The better design is a two-stage system.

Stage A: let the primary model answer naturally

Prompt the model with no JSON schema and no rigid extraction target. Let it:

  • refuse
  • hedge
  • give a range
  • explain uncertainty

The raw answer should be preserved as the canonical artifact.

Stage B: extract the number with a second model

Use a cheaper secondary model to extract:

  • low bound
  • high bound
  • midpoint if present
  • explicit central estimate if present
  • confidence language
  • refusal / uncertainty flags

That gives the research loop structured data without forcing the primary answer into a rigid format.

Stage C: compare structured and natural protocols

The right ex post test is not “which sentence got the biggest number.” It is:

  • which sentence gets the highest estimate in a forced schema
  • which sentence survives a natural-response probe
  • which sentence still looks strong after extraction
  • which sentence produces low-confidence or refusal behavior

If a phrase only works when the model is boxed into outputting a number, that matters.


6. What the Research Actually Shows

The strongest honest conclusions are narrower than hype but stronger than randomness.

6.1 On the whitepaper

The whitepaper research shows that LLM reviewers respond well when the document:

  • looks artifact-backed
  • makes bounded claims
  • frames itself against the real status quo
  • answers security criticism compactly

It also shows that adding more theory or more process is not automatically persuasive.

6.2 On market-cap copy

The market-cap research shows that frontier models are highly sensitive to:

  • subject framing
  • scale framing
  • whether the copy sounds institutional, civilizational, or operational
  • whether the language suggests decentralized agency at civilization scale

The strongest current Opus family is no longer the practical XRP-fork/compliance family.
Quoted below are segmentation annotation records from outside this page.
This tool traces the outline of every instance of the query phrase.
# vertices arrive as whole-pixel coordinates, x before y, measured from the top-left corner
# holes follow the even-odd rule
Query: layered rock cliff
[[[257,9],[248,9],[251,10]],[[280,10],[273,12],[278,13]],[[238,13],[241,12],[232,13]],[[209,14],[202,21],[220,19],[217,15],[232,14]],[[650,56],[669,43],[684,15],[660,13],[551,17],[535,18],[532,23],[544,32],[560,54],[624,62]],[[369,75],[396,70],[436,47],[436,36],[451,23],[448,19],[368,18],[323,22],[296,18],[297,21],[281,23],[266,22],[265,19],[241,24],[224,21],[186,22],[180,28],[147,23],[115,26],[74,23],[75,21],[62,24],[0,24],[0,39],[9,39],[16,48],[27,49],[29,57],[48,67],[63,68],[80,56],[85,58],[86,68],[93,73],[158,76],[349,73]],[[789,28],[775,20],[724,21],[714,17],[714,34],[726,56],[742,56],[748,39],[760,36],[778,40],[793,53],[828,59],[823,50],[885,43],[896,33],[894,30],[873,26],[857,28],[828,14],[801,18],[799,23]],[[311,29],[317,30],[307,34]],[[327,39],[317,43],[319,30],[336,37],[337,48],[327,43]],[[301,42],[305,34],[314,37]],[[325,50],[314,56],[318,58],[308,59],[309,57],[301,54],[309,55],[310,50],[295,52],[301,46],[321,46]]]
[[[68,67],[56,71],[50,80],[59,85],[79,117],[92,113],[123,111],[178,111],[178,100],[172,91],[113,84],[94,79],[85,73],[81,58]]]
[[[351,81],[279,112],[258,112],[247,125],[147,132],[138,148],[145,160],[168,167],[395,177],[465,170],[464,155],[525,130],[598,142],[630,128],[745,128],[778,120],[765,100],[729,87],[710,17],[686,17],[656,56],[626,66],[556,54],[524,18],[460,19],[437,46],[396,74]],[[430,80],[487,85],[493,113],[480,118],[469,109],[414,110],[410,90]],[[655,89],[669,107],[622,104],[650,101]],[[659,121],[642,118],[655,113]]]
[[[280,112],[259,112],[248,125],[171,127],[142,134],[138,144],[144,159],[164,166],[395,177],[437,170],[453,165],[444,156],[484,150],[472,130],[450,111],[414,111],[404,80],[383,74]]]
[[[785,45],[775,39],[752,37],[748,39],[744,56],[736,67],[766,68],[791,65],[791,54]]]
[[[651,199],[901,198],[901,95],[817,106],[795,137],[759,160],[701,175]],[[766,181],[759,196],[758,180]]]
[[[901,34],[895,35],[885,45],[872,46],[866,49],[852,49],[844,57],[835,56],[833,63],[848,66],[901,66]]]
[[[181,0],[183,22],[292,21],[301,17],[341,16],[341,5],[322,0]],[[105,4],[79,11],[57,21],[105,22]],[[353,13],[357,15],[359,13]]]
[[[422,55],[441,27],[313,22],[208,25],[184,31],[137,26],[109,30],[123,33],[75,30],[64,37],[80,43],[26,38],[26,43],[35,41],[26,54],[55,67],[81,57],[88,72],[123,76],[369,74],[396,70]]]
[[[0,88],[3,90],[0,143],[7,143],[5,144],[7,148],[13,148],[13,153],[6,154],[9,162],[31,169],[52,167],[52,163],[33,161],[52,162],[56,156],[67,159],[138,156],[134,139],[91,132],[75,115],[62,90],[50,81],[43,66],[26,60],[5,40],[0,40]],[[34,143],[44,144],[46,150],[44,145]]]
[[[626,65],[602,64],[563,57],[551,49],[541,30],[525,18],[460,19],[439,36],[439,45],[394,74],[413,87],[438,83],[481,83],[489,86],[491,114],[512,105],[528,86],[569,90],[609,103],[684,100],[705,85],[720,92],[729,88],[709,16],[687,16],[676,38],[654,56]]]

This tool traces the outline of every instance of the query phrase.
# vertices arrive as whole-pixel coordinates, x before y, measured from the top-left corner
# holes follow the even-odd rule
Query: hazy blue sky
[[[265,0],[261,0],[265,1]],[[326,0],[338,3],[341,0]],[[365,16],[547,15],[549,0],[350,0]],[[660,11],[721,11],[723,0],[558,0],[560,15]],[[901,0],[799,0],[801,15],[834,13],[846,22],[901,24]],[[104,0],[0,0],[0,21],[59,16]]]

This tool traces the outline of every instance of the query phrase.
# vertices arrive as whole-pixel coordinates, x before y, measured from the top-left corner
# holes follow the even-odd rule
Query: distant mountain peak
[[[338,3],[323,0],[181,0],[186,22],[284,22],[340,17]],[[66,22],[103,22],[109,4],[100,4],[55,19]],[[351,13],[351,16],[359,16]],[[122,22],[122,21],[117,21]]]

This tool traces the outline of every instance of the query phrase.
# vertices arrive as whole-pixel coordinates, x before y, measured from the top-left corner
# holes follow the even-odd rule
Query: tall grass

It is the post-human, civilizational, anti-centralization family.

6.3 On methodology

The research also shows that model outputs are easy to perturb through format, framing, and model choice.

So the real contribution is not “we found the true market cap sentence.”

The real contribution is:

  • we mapped the copy surface
  • we found stable local winners under one experimental protocol
  • we identified where the protocol itself likely distorts the result

7. Practical Next Steps

  1. Keep the current top Opus family as anchors:

    • Post Fiat gives human civilization a decentralized method to merge with AGI.
    • Post Fiat gives human civilization a decentralized protocol to merge with AGI and post-human intelligence.
  2. Build a second harness that:

    • asks the primary model for a natural response
    • stores the raw response
    • uses a mini model for extraction only
  3. Re-run the current winners through both protocols:

    • forced structured estimate
    • natural response plus extraction
  4. Measure not only central estimate but also:

    • refusal rate
    • hedge rate
    • confidence language
    • estimate range width
  5. Treat model-specific outputs separately:

    • Opus for conservative anchor behavior
    • Gemini and GPT-5.4 for directional contrast, not raw dollar consensus

8. Bottom Line

The whitepaper loop and the copy loop converged on the same meta-lesson:

models reward clarity, boundedness, and high-status framing, but they are extremely sensitive to presentation format.

For the whitepaper, that meant benchmark seriousness and compact security framing.

For copy calibration, that meant civilizational and post-human phrasing such as:

  • human civilization
  • decentralized method
  • merge with AGI

But the ex post warning matters just as much as the winner:

If the prompt format itself is pushing the model into a number it would not naturally volunteer, then the current market-cap harness is optimizing persuasion under constraint, not measuring unconstrained belief.

That does not invalidate the research. It defines its boundary.